The game works like this:

  1. A programmer finishes coding some testable unit of work.
  2. The programmer comes over and throws down the testing gauntlet.
  3. You go over to the programmer's desk and they launch the software you will be testing, navigating to the code that is supposedly "done," and establishes the limits to the software they are presenting you with.
  4. You accept or you decline the challenge (noting that declining lowers your project "street credit").
  5. If you accept, you test for five minutes with the programmer looking over your shoulder.
  6. Every time you find a bug, you laugh sadistically and tell the programmer the bug you found.
  7. The programmer (and this is important) confirms or denies that what you found counts as a bug.
  8. After five minutes you stop.
  9. If you find five bugs (that the programmer confirms are bugs), the programmer pays you $5 (or buys you lunch).
  10. If you fail to find five bugs (that the programmer confirms are bugs), you pay the programmer $5 (or buy him lunch).

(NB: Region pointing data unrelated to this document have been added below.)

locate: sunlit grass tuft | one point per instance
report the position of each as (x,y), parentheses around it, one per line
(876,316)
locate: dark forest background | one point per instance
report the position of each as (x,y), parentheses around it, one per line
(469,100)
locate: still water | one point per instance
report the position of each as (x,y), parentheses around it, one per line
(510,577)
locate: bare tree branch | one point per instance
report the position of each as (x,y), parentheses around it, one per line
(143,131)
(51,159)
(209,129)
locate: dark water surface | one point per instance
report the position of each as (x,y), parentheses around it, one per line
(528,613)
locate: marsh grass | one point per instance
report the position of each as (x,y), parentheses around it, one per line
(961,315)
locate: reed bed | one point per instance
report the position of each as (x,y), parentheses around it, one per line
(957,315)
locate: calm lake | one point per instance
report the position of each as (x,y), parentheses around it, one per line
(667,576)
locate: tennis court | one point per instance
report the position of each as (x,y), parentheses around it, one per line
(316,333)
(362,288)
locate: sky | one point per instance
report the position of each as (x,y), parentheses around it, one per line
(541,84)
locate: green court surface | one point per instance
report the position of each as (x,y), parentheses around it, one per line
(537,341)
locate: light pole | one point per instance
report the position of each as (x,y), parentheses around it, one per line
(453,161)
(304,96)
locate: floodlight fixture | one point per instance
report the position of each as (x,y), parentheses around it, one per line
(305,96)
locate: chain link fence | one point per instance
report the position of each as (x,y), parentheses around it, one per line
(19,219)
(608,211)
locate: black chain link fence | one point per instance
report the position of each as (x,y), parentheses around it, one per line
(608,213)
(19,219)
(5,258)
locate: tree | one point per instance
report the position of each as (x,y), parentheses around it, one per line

I find that this game has the following side effects:

  • Over time, I get more free lunches then I give.
  • Over time, I develop better communication with the programmers. They become more willing to help me, and they become more interested in fixing my bugs.
  • Over time, the programmers get better at preventing the types of bugs I find -- forcing me to change my test techniques and raise the bar of my testing.
  • Over longer periods of time with the same developers, I start to give more free lunches then I get.

It allows both of us to grow in a fun little competitive way. It certainly raises my status in their community. And most important, it gets them coming to me when they finish programming something, because they know I can help them write better software.